I don’t know, but I genuinely hope it survives, because SoundCloud embodies the promise of the Internet, and has offered a platform for independent musicians to get discovered, and a place for musical niches to thrive. The site embodies a DIY ethic that focuses on the music (as well as podcasts), divorced from any commercial motivation or aspiration.

Put simply, it’s a place for people to make and share music, and there’s a real value in that.

Soundcloud is where people can rap or sing about their hometowns, and it’ll get attention if it’s worth listening to.

One of my favorite examples of this is a foul-mouthed Liverpudlian rapper called Riuven, whose songs delight in the closure of trendy pubs, and mercilessly tear into the denizens of the local performing arts university.

There’s a lot of love for the site in the rap community, too, and Soundcloud is home to a thriving ecosystem hip-hop producers and MCs. Writing in the New York Times, journalist Jon Caramanica attributed this to the ease in which people can create and share music to a potential audience of millions:

[Soundcloud] has meant a new ecosystem of rising stars, who ascend quicker than ever — releasing songs that get millions of listens, booking nationwide tours, selling merchandise — without traditional gatekeepers.

The rap community’s entanglement with the site took a weird turn when Chance the Rapper tweeted he was in talks with company CEO Alex Ljung, and “working on the Soundcloud thing.” In solidarity with the site, Chance also released a song exclusively on the platform, called “Big B’s.”

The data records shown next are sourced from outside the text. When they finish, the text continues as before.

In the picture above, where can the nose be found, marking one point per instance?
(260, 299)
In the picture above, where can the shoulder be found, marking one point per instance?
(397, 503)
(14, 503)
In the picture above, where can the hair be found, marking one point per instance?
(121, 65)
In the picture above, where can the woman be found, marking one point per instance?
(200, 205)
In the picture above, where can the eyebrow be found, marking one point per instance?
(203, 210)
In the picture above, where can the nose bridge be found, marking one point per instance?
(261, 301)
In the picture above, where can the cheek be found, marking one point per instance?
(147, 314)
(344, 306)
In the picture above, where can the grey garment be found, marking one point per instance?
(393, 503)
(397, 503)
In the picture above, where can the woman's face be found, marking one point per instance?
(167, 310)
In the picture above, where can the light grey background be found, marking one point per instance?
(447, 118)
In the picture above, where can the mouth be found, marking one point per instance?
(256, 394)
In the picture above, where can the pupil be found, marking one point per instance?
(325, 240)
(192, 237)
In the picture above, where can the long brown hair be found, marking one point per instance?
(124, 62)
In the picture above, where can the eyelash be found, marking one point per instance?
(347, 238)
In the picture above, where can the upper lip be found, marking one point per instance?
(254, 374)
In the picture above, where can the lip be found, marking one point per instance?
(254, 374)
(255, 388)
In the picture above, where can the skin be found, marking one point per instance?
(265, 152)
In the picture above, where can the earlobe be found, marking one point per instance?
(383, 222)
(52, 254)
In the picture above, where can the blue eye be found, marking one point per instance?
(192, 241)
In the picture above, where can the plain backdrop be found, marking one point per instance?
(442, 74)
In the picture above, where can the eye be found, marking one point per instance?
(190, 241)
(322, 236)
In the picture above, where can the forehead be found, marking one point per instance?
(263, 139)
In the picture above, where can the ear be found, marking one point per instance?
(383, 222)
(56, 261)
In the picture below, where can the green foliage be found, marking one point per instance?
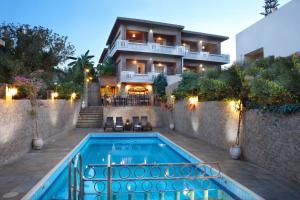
(75, 72)
(29, 49)
(107, 68)
(160, 83)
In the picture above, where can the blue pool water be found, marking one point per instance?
(131, 150)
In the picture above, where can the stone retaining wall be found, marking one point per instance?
(16, 125)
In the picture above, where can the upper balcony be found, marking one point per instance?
(125, 45)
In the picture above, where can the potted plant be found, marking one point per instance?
(32, 87)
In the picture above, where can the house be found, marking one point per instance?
(143, 49)
(276, 34)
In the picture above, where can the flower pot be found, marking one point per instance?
(37, 143)
(235, 152)
(172, 126)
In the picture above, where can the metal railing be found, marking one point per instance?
(111, 180)
(75, 183)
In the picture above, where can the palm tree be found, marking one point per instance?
(78, 65)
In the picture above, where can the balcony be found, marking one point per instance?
(125, 45)
(206, 56)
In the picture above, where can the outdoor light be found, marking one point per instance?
(192, 103)
(54, 95)
(73, 96)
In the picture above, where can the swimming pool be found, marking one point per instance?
(143, 166)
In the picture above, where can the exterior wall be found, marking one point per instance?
(268, 140)
(278, 33)
(16, 125)
(157, 116)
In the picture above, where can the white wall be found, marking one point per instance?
(278, 33)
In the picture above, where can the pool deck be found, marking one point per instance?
(18, 177)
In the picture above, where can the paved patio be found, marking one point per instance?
(17, 178)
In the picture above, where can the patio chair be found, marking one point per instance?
(136, 125)
(146, 126)
(109, 123)
(119, 124)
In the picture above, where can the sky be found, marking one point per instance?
(87, 23)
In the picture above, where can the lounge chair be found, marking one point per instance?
(146, 126)
(119, 124)
(109, 123)
(136, 125)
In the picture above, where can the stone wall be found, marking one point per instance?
(156, 115)
(269, 140)
(16, 132)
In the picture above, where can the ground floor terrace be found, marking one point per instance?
(17, 178)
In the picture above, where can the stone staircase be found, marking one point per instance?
(90, 117)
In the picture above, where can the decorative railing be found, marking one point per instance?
(133, 77)
(125, 45)
(113, 180)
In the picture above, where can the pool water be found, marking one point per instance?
(131, 151)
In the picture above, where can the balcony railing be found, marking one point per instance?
(125, 45)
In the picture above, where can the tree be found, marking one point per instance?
(160, 83)
(107, 68)
(28, 49)
(270, 6)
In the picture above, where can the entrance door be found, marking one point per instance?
(140, 68)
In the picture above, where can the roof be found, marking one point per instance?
(205, 35)
(103, 54)
(149, 23)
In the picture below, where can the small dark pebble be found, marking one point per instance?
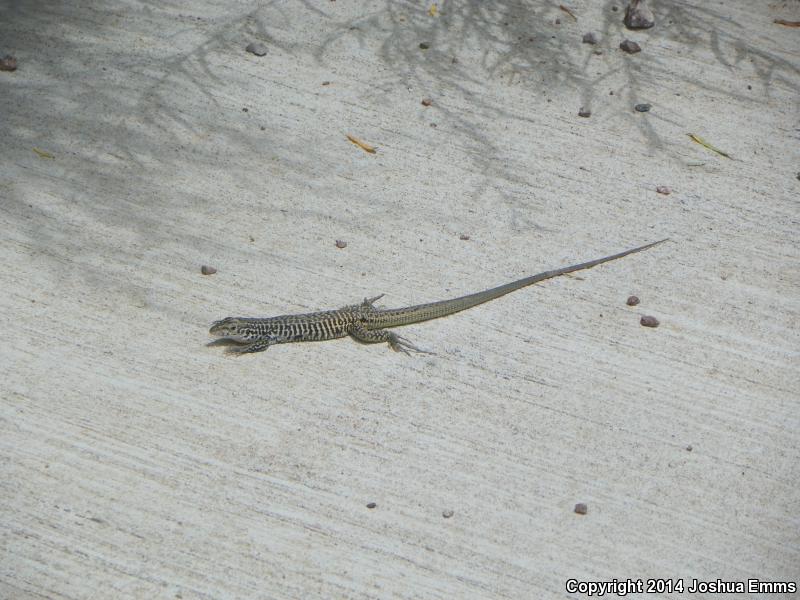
(638, 15)
(8, 63)
(648, 321)
(256, 48)
(630, 47)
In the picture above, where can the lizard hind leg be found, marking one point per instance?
(376, 336)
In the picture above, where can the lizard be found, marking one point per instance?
(366, 323)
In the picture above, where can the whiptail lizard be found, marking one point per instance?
(366, 323)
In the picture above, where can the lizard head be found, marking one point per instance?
(233, 328)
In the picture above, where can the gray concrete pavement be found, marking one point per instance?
(140, 141)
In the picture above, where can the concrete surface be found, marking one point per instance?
(139, 141)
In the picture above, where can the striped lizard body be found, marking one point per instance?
(366, 323)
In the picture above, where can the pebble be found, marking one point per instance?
(648, 321)
(638, 16)
(630, 47)
(256, 48)
(8, 63)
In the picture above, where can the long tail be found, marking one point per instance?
(442, 308)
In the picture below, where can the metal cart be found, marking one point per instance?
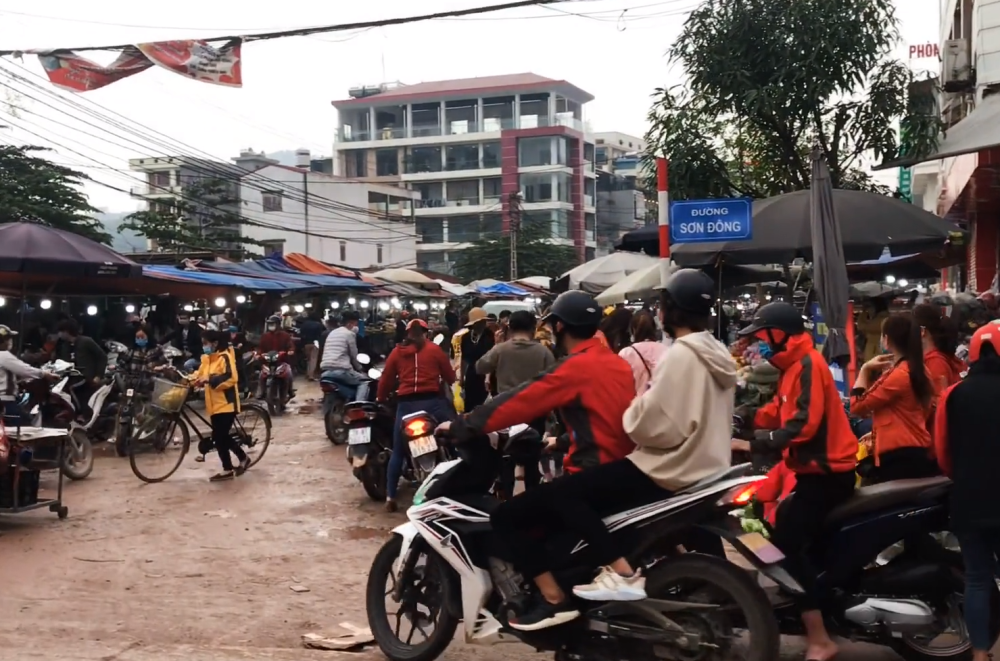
(20, 473)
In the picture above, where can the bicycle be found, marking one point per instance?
(172, 413)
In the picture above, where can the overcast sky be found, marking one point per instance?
(288, 83)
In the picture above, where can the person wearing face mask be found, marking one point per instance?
(217, 373)
(340, 356)
(805, 423)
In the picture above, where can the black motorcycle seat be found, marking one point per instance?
(883, 496)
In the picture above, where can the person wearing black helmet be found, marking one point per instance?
(807, 425)
(590, 389)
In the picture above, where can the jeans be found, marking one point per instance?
(979, 551)
(347, 382)
(435, 406)
(578, 503)
(222, 424)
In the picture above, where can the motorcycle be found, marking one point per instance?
(54, 406)
(369, 440)
(907, 602)
(275, 381)
(446, 566)
(335, 401)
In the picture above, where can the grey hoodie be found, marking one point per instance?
(682, 425)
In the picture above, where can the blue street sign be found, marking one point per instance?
(701, 221)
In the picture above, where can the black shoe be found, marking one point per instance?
(543, 615)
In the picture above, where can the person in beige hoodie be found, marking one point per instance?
(682, 430)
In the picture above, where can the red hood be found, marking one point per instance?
(795, 350)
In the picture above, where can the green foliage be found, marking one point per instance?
(768, 78)
(204, 219)
(536, 255)
(37, 190)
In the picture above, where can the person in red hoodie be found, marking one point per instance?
(807, 424)
(416, 370)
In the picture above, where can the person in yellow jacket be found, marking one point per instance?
(217, 374)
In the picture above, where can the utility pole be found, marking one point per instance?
(514, 216)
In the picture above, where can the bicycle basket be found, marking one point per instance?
(169, 396)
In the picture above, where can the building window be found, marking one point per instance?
(273, 247)
(271, 200)
(386, 162)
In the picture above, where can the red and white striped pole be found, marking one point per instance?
(663, 202)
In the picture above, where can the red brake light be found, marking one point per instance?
(743, 496)
(418, 427)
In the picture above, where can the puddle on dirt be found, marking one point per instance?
(362, 532)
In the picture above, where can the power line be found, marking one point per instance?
(342, 27)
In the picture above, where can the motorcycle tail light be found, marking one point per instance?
(418, 427)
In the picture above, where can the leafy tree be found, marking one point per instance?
(536, 255)
(768, 78)
(204, 219)
(37, 190)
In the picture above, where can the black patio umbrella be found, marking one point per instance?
(829, 266)
(35, 250)
(869, 222)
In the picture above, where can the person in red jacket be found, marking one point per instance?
(965, 440)
(416, 370)
(806, 422)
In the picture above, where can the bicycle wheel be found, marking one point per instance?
(253, 431)
(158, 447)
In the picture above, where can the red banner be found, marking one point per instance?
(197, 60)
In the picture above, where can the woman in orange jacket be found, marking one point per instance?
(939, 336)
(896, 391)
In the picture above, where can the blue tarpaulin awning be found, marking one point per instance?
(222, 279)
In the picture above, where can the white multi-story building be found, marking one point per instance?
(466, 146)
(959, 180)
(297, 209)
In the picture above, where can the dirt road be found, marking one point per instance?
(190, 570)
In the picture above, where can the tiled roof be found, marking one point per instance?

Above all, though, Soundcloud is a place for the esoteric. It’s a place where anything goes, and anything can get drum up interest without a major record company’s backing. And in an increasingly sanitized cultural landscape, this is desperately welcome.

This has a name, “weird soundcloud”, and it’s everywhere.

The tip of the Weird Souncloud iceberg has to be the Macklerena, which effortlessly mashes Macklemore and Ryan Lewis’ ‘Thrift Shop’, and Los Del Rio’s 90’s anthem, ‘Macarena’.

Weirdly, the community has taken to playfully mocking the iconic Seinfeld soundtrack, mashing it up into all these unlikely different mutations. This one imagines what it would sound like if Seinfeld was on TV today. Hint: it involves dubstep.

Another mixes it with Linkin Park’s Numb, for reasons I haven’t quite figured out yet.

I’m glad that SoundCloud exists as a home for this. In many respects, it’s picked up the mantle left by MySpace. I’d be deeply saddened if one day it closed for good.

Save SoundCloud

What happens next?

Perhaps, a miracle. It’s entirely possible that SoundCloud will land some extra funding. This would lengthen its cash runway, and give it more time to figure out its business model. I struggle to imagine this happening. SoundCloud has never made a profit during its near ten years of existence. Other music-oriented streaming services, like Spotify, are also struggling to make money.

Maybe it takes a hard look at its business model and suddenly figures out how to start making money, without having to take on more debt or bring in new investors. This too seems like a pipe dream.

While Chance the Rapper hasn’t disclosed his plans for the site, Deadmau5 has some ideas. In a lengthy tweetstorm, he suggested the site radically rework its premise.

With dark clouds on the horizon, some members of the SoundCloud community are preparing for the worst.

One Reddit user claims to have downloaded the entirety of the site — all 900GB — over the weekend. Should the company close its doors, at least the catalog will remain. Others are acting in groups, in order to grab as much content as they can, most notably the Internet Archive.

Let’s just hope that their efforts aren’t necessary.